XGBoost is a gradient boosting framework that constructs trees sequentially, where each new tree corrects the residuals of the previous ensemble [24]. The algorithm incorporates regularization to prevent overfitting and supports shrinkage learning rates, column subsampling, and early stopping. XGBoost has demonstrated strong performance in remote sensing applications, particularly when handling high-dimensional feature sets derived from multispectral and ancillary data [25]. We implemented XGBoost using the xgboost library in Python. Model optimization was conducted via a 10-fold cross-validated grid search over key hyperparameters, including the number of trees, learning rate, and maximum depth.

3.2.4. CatBoost

CatBoost is a gradient boosting algorithm specifically designed to handle categorical variables efficiently and mitigate prediction shift through ordered boosting [26]. Unlike other tree-based ensemble methods, CatBoost can directly incorporate categorical predictors without requiring one-hot or label encoding, reducing the risk of information loss and target leakage. In this study, CatBoost was included because the dataset contained categorical predictors such as forest type. We implemented CatBoost models using the catboost library in Python, and hyperparameters were optimized via a 10-fold cross-validated grid search.

3.3. Performance Evaluation

Model performance was evaluated using four statistical metrics: coefficient of determination (R²), root mean squared error (RMSE), mean absolute error (MAE), and mean absolute percentage error (MAPE). R² indicates the proportion of variance explained by the model, whereas RMSE and MAE measure the absolute magnitude of prediction errors. MAPE expresses the error relative to the observed values as a percentage. These metrics are defined as follows:

R M S E = \sqrt{\frac{1}{n} \sum_{i = 1}^{n} {(Y i - \hat{Y} i)}^{2}}

(1)

M A E = \frac{1}{n} \sum_{i = 1}^{n} |Y i - \hat{Y} i|

(2)

M A P E = \frac{100}{n} \sum_{i = 1}^{n} |\frac{Y i - \hat{Y} i}{Y i}|

(3)

R^{2} = 1 - \frac{\sum {(Y i - \hat{Y} i)}^{2}}{{\sum (Y i - \bar{Y})}^{2}}

(4)

where

Y i

is the observed value (NFI),

\hat{Y} i

is the estimated value,

\bar{Y}

is the mean of the observed values, and n is the number of samples.

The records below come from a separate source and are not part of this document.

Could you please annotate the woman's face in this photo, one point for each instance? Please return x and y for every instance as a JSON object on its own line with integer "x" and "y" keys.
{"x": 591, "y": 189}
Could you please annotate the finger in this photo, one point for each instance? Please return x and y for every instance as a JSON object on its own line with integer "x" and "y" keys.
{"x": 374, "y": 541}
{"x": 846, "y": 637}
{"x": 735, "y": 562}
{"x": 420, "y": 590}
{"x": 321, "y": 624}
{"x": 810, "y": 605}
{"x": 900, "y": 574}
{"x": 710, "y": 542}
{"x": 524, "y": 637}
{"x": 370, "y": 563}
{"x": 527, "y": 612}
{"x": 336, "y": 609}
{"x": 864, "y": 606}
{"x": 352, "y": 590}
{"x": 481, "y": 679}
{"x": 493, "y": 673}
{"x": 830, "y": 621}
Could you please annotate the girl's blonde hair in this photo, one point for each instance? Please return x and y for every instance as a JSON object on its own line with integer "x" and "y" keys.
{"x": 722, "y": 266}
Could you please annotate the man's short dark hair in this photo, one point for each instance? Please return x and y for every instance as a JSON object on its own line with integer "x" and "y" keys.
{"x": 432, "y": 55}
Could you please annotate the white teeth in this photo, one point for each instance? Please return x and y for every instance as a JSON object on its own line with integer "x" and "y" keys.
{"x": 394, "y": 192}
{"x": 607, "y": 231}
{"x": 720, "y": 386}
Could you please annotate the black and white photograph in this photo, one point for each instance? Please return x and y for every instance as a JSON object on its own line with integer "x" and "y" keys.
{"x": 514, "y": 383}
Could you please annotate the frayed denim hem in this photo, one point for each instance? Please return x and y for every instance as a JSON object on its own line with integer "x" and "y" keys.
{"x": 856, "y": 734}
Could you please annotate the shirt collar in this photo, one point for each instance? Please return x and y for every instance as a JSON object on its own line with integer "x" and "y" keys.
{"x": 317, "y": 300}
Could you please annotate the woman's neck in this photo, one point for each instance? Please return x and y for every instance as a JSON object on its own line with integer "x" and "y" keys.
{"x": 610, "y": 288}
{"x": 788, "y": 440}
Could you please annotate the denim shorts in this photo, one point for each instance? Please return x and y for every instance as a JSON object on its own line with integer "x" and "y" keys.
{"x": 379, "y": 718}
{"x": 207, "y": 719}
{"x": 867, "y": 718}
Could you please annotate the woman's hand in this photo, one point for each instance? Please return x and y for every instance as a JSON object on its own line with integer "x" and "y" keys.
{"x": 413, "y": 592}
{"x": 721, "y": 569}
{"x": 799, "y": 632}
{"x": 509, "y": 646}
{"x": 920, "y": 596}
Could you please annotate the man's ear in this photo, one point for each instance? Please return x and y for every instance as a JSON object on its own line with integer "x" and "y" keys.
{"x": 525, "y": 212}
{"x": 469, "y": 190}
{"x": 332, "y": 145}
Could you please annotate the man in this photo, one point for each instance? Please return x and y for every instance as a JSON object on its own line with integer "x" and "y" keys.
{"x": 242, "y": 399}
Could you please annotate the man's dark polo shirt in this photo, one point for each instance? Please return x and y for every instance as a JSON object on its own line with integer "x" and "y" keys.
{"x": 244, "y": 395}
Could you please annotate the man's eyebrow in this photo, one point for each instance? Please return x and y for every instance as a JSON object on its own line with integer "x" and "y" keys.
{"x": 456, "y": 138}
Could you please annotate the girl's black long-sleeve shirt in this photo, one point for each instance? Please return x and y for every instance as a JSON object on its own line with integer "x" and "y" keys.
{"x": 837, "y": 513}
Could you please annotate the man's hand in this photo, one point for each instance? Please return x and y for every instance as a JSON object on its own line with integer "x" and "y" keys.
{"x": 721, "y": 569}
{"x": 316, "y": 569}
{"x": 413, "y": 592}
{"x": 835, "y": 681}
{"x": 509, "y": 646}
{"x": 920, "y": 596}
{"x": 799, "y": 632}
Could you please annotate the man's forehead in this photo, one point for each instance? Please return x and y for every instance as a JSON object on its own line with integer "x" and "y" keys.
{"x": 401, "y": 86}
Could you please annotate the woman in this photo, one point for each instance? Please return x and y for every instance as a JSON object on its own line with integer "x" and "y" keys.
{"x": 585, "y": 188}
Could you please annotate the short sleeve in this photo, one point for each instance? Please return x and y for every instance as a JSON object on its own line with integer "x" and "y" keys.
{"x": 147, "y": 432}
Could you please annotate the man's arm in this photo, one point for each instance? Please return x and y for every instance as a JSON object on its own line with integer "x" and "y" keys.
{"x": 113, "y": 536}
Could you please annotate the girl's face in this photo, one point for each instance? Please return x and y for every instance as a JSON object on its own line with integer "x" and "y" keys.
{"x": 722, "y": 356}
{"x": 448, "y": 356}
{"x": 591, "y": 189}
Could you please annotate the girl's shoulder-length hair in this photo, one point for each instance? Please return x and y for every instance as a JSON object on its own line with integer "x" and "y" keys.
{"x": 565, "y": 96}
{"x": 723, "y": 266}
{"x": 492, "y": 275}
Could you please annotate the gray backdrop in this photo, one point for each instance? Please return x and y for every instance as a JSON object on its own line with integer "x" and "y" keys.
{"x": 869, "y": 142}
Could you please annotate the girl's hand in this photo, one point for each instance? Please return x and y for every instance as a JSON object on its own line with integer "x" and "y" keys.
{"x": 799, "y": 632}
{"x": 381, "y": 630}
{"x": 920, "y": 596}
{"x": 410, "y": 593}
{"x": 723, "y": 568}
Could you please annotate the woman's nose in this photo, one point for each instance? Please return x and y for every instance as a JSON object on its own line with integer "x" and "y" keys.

To ensure a robust evaluation, hyperparameter tuning was performed via 10-fold cross-validation within the search ranges. The full hyperparameter grids and the final selected optimal values are summarized in Table A1.

Furthermore, for the final model accuracy assessment, an independent testing dataset was generated through spatially balanced sampling to reduce spatial autocorrelation. In this procedure, NFI plots were first grouped according to their corresponding 100 km × 100 km spatial tiles. Within each tile group, the data were then split into training (80%) and testing (20%) subsets. Plots in each group were ordered by their plot ID, and testing samples were selected at regular intervals to achieve an even spatial distribution within each block. This block-sampling strategy provided a geographically balanced division of training and testing datasets while minimizing local clustering and reducing spatial autocorrelation across the study area.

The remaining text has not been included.